Page last updated at 20:52 GMT, Friday, 2 May 2008 21:52 UK

US jobs data ease economy fears

Jobseekers at a jobs fair in California
Payrolls have fallen for four months in a row

US job figures have surprised Wall Street, falling less than expected and shifting the balance of opinion towards analysts not predicting a recession.

The US economy lost 20,000 jobs in April, according to non-farm payrolls figures from the Labor Department.

Earlier in the week, the Federal Reserve cut interest rates, but reduced its stress on the risks to the economy.

As a result of the upbeat news, the Dow Jones Industrial Average stock index closed 48 points higher on Friday.

Big improvement

US Treasury bond prices fell sharply when the unemployment figures were released, as they suggest the economy may not be faring as badly as had been thought and investors decided that interest rate cuts may now be put on hold.

It looks as if employers are being cautious about cutting employment too severely
Pierre Ellis,
Decision Economics

"Job losses are way below the recession norm for this point of business cycle, if this is recession," said Robert Brusca at FAO Economics.

"Many things do not really add up for the recession forecasters."

The payrolls figure was a big improvement from the 81,000 jobs lost in March and comes just as consumers are receiving their tax rebate cheques as part of the government's stimulus package.

At the same time, the jobless rate fell to 5% from 5.1% in March, when it had been expected to increase to 5.2%.

"It's a lot better than expected, both in terms of the non-farm payroll number and the unemployment rate, so it looks like the economy is in better shape than we thought," said Owen Fitzpatrick of Deutsche Bank Private Wealth Management.

"It's a positive, but I don't think it'll be a blowout positive."

"This will alleviate some of the concerns that we're in for a steep reduction in employment and a prolonged, drawn-out recession."

US President George Bush expressed disappointment that the unemployment figures were rising, saying it was "a sign that this economy is not as robust as any of us would like it".

But he stressed that it remained "resilient".

"This economy is going to come on, I am confident it will," he told an audience in Missouri.

Cautious employers

One of the big areas of job growth in April was professional and business services, while there was a small fall in the average number of hours worked per week to 33.7.

"It looks as if employers are being cautious about cutting employment too severely," said Pierre Ellis at Decision Economics in New York.

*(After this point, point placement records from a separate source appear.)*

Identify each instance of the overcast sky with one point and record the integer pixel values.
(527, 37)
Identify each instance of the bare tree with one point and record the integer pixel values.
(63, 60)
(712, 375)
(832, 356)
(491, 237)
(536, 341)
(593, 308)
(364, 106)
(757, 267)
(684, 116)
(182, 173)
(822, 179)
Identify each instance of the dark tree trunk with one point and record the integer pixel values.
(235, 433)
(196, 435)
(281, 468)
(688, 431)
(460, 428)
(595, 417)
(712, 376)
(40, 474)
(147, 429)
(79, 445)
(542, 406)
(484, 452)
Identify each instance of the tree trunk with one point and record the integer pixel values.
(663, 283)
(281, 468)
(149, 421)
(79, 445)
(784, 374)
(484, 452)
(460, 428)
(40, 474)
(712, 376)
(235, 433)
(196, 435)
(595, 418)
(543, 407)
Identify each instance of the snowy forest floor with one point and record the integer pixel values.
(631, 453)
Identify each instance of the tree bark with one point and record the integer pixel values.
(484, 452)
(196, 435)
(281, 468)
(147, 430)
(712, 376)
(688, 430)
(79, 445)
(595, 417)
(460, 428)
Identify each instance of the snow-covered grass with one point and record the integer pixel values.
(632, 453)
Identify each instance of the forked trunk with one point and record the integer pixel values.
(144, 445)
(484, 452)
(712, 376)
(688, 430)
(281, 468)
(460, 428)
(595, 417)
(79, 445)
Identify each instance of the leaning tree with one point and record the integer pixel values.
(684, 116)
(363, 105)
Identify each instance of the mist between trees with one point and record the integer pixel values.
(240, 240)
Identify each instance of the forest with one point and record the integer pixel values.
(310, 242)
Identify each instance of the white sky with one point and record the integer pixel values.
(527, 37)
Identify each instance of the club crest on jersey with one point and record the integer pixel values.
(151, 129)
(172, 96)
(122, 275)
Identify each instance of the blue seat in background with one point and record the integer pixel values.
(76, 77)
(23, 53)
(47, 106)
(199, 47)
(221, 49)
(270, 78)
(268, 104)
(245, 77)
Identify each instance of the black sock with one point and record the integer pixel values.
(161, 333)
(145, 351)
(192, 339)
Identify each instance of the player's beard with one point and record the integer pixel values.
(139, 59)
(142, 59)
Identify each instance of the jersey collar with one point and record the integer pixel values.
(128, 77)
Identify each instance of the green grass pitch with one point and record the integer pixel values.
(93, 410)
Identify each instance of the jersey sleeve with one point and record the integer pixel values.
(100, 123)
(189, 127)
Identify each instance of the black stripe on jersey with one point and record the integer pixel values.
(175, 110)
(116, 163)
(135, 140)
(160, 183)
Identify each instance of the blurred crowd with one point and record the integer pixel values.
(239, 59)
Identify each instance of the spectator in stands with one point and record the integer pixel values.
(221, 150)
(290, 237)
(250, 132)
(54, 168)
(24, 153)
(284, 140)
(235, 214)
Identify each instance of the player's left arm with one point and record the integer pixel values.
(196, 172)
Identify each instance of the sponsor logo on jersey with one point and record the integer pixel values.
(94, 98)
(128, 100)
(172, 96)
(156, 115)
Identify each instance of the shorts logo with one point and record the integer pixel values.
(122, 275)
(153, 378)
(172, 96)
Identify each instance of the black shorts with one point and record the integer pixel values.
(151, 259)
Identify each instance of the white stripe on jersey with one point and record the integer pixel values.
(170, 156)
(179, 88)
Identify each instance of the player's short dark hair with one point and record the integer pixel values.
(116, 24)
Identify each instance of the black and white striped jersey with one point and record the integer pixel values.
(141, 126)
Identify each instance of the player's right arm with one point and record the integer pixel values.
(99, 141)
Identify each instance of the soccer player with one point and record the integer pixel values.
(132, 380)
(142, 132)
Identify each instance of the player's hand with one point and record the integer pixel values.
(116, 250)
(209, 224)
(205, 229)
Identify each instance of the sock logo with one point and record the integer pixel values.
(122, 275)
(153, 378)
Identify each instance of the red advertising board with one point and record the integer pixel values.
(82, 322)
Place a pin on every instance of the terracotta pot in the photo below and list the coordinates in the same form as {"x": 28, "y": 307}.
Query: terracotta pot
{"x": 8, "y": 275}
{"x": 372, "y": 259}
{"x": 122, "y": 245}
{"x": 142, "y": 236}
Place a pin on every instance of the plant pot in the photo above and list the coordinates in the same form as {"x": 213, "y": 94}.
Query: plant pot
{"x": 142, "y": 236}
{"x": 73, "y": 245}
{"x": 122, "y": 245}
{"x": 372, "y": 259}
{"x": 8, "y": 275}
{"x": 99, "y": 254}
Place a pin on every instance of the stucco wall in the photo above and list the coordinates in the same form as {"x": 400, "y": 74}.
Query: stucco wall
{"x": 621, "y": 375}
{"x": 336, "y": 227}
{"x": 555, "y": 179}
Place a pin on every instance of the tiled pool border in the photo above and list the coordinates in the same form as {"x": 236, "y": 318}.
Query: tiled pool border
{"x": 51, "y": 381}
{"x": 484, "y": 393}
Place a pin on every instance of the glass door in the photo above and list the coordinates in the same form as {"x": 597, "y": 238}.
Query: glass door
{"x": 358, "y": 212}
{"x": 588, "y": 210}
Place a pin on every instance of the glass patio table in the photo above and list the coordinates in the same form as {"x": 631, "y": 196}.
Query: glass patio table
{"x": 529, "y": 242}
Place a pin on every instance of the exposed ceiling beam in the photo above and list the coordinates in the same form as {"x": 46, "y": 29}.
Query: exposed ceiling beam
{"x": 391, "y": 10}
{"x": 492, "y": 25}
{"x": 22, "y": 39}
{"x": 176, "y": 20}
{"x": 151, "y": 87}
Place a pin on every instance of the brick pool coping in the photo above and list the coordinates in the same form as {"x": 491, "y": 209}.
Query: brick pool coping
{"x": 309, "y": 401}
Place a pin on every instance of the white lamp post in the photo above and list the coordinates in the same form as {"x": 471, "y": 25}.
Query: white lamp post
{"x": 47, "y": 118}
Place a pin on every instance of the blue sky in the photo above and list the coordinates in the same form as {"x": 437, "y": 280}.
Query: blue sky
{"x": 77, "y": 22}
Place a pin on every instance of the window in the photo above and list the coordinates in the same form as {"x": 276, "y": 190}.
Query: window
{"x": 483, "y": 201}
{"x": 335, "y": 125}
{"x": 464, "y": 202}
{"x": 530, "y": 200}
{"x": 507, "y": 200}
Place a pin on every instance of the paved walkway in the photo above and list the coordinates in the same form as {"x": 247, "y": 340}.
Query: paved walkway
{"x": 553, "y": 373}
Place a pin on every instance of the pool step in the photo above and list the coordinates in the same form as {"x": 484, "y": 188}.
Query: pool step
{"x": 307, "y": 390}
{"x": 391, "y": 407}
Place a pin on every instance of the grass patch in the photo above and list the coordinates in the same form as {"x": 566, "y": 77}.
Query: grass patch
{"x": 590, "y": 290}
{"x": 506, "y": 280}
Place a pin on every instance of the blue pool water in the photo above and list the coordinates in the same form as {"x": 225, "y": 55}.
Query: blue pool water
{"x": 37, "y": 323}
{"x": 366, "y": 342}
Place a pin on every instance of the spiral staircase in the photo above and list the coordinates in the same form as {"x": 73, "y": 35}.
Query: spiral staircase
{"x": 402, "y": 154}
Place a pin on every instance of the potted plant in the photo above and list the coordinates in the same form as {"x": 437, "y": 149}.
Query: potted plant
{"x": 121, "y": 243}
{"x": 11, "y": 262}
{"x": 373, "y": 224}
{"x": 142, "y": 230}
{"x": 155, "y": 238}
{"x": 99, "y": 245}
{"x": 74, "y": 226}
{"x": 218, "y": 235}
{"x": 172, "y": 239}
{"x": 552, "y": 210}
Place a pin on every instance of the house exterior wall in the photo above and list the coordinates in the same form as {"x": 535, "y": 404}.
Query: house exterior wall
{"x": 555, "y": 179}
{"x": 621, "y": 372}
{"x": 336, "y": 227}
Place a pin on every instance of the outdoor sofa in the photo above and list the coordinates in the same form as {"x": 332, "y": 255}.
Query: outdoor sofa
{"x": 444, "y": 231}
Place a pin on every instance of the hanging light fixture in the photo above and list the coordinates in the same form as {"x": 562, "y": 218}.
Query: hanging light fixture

Construction of the new Yankee Stadium in New York
The construction sector is under significant pressure in the US

"This may well show a pattern of increased use of outside service providers as the outlook becomes more uncertain," he added.

While the payroll figure was better than had been expected, it was still the fourth consecutive month of falls as the economy continued to slow.

The drop meant it was the worst run of negative payrolls figures since the five month run from February to June 2003.

"This is a blip against a deteriorating trend, though don't expect the bulls on Wall Street to see it that way," said Ian Shepherdson of High Frequency Economics.

Key sectors

"All the payroll improvement was in the service-providing sector," he said, pointing to a 61,000 decline in jobs in construction, and a 46,000 slide in manufacturing jobs.

"Expect much weaker headlines in May," he warned.

Other analysts also voiced concerns about the strength of employment in some industries, such as retailing, which lost 27,000 jobs.

"If you isolate the cyclical industries, employment is dropping quite quickly," said Avery Shenfeld at CIBC World Markets.

"It's still not a sign the labour market is healthy."

Factory orders

There was more good news for the US economy in the latest factory goods orders.

Orders placed with US factories rose 1.4% in March following two months of falls.

The figures were better than had been expected, with much of the growth coming from non-durables, a category excluding big-ticket items such as cars and machinery.

Non-durables grew 2.6% while durables only rose 0.1%.